Not all primates indicate this basic level of self-awareness, but neither do human babies. At some early point in our development however, we form an image of ourselves. Unlike chimps, that image becomes more and more complex, entrenched and detrimental to our development as human beings. We assume it has independent reality, and call it 'me, myself, and identify with it.

We thus get stuck in images of others, and ourselves, which prevent direct perception and insight, which are always of the moment. The programmed images eventually calcify and stultify the brain.

Would we say that the chimp, because it has rudimentary awareness of itself, has an inner life? Of course not. An inner life pertains to subjective experiencing, the capacity to ask questions about existence, consciousness and transcendence.

All humans have this capacity, though few develop it throughout their lives. To ascribe it to even the smartest animals on earth does not fit the evidence or common sense, which doesn't make us separate or special as humans.

Therefore it's seriously silly to say, "Before my kitties arrived in my home, I rarely had occasion to consider the inner lives of nonhumans." Such a statement fills a seeing and feeling person with sorrow, since the writer, like so many people, apparently has no inner life of her own.

Perhaps sensing the silliness of the statement, the writer becomes philosophical: "Does my cat even understand that she is - does she, in the way Rene Descartes conceived it, possess knowledge of a self?"

No, our cats or dogs do not "possess knowledge of a self," because they neither are possessed by a self nor do they possess knowledge about the self. That isn't to say animals are 'automata,' as Descartes conceived them, "essentially mindless machines."

In short, because even the smartest animals, such as orcas, probably lack a subjective experience of a conscious self (though we can’t be sure), and almost certainly don’t have a subjective experiencing of life, it does not make them devoid of consciousness.

On the other hand, it's the height of anthropomorphizing, as well as reductio ad absurdum, to maintain there is "reason to suspect animals possess consciousness because we are animals and we possess consciousness." Besides, awareness of a separate self and full consciousness are two different things.

No matter what putative philosophers of consciousness say, consciousness is not just a "felt quality." Cats, dogs and many other animals have limbic systems much like ours, but that certainly doesn't mean that they feel and suffer as we humans do, much less "feel what it's like to see the sun set or smell the rain on a spring morning."

The misguided intention in recent decades is to erase the quantum distinction between humans and other animals. Doing so has taken us further from self-understanding, and done nothing to diminish the "great moral catastrophe of food production facilities all over the world routinely treating nonhuman animals as Descartes saw them, as machines without feeling or experience."

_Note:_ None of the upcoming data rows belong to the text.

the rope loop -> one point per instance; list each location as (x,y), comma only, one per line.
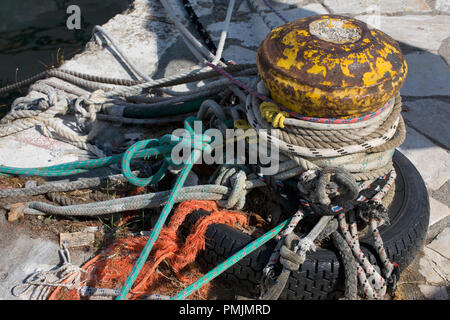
(163,147)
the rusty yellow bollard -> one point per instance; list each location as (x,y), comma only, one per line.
(331,66)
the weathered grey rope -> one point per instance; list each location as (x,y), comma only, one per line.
(82,183)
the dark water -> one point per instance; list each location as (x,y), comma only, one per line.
(34,35)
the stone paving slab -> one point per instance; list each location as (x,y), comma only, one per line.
(421,31)
(435,264)
(434,292)
(443,6)
(147,36)
(432,162)
(377,6)
(428,75)
(431,117)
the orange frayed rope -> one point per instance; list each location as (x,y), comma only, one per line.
(110,268)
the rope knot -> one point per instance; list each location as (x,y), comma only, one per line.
(234,177)
(372,210)
(272,113)
(293,252)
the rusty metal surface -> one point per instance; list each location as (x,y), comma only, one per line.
(331,66)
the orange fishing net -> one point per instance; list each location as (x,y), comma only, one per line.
(111,267)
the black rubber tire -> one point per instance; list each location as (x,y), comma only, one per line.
(321,275)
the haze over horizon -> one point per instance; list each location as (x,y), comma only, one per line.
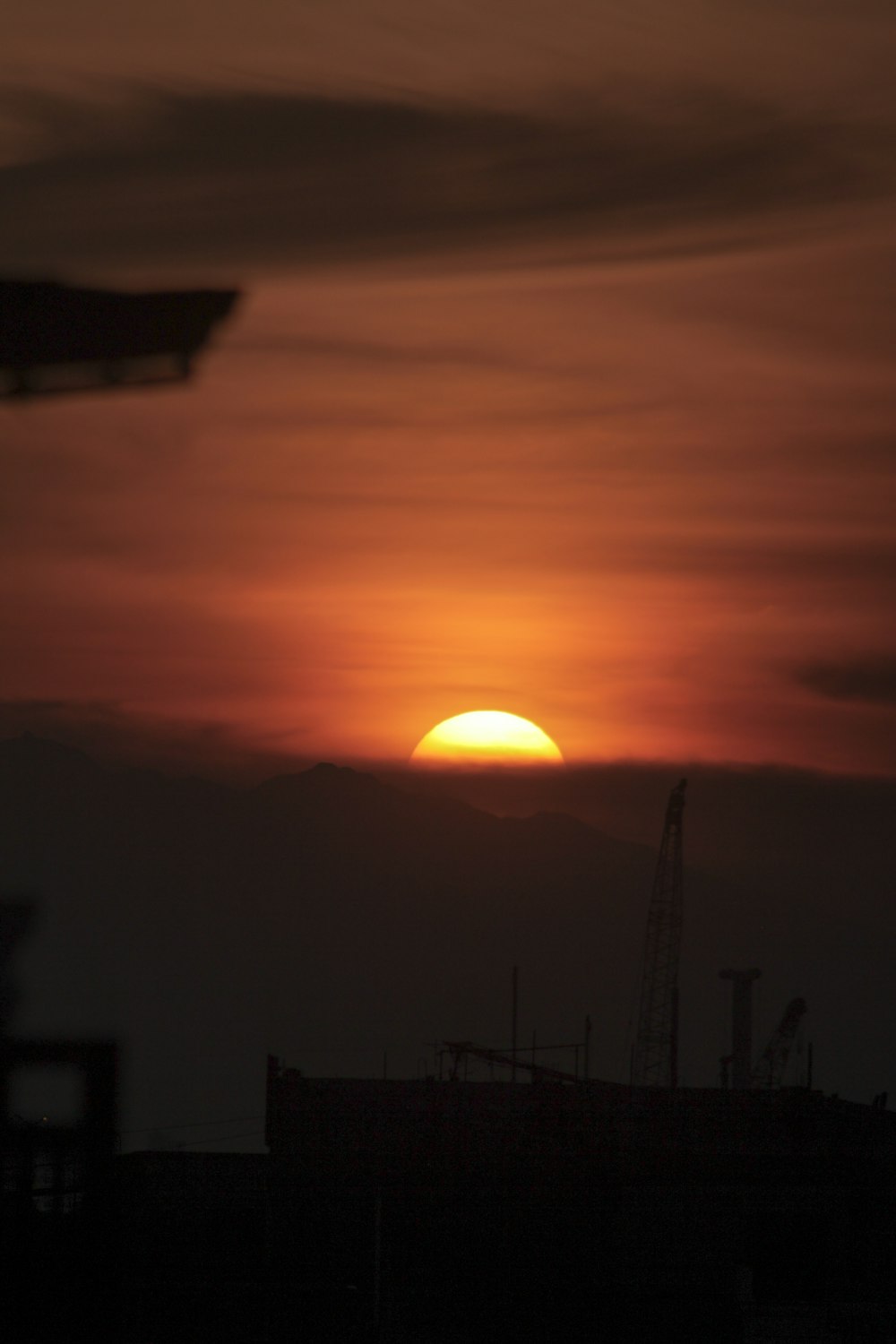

Rather than speculate about the inner lives of cats or dogs, we should be tending to our own inner lives. The tremendous number of 'zombies' in America and other countries ready to kill or be killed for their dear leader attests to an inner deadness that's all too common with human consciousness. The subsequent need to feel alive drives people into extreme sports, drugs or whatever just to feel alive.

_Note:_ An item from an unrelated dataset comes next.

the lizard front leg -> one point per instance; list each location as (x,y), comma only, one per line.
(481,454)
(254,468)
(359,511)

People who speculate on the inner lives of animals, or worry about the future ethical treatment of robots that will purportedly have consciousness, haven’t even begun to understand their own minds and man’s crisis of consciousness.

We should be asking: How are we humans different from other animals, which allows us to exercise such destructive power over them, to the point of bringing about the Sixth Extinction?

It is because consciousness as we know it is based on thought, and is, as sages have said over the ages, a dream, based on separation and symbol, from which it’s difficult to awaken, requiring diligent awareness and self-questioning.

Awakening to the dream of thought-based consciousness is analogous to awakening from sleep as one is dreaming. Just as one believes, while one is dreaming, that the dream is reality, the vast majority of people believe, while allegedly awake, that thought-based consciousness is real.

When one is a state of heightened awareness, there is a spontaneous quieting of thought and silencing of the mind. That state, while fully awake, produces the same perception about 'normal' consciousness, that waking up from a dream produces about sleeping consciousness. In both cases, one was asleep, and for a few moments at least, one awakens.

The question I'm grappling with is this: Given the silent state of awareness in which psychological thought is not operating is true consciousness, and that it occurs regularly within one, why does the mind/brain revert to the dream state of thought? Is it that the brain has lived in a simulacrum of consciousness, based on symbols and memories, for so long that the intense flame of attention dies down even after the most intense meditations?

Be that as it may, can we as flawed and suffering humans make the transition to true consciousness? If not, the crisis of man’s consciousness, which is shared by everyone on the planet, will continue to intensify and endarken minds and hearts, producing an even more hellish world than we now have.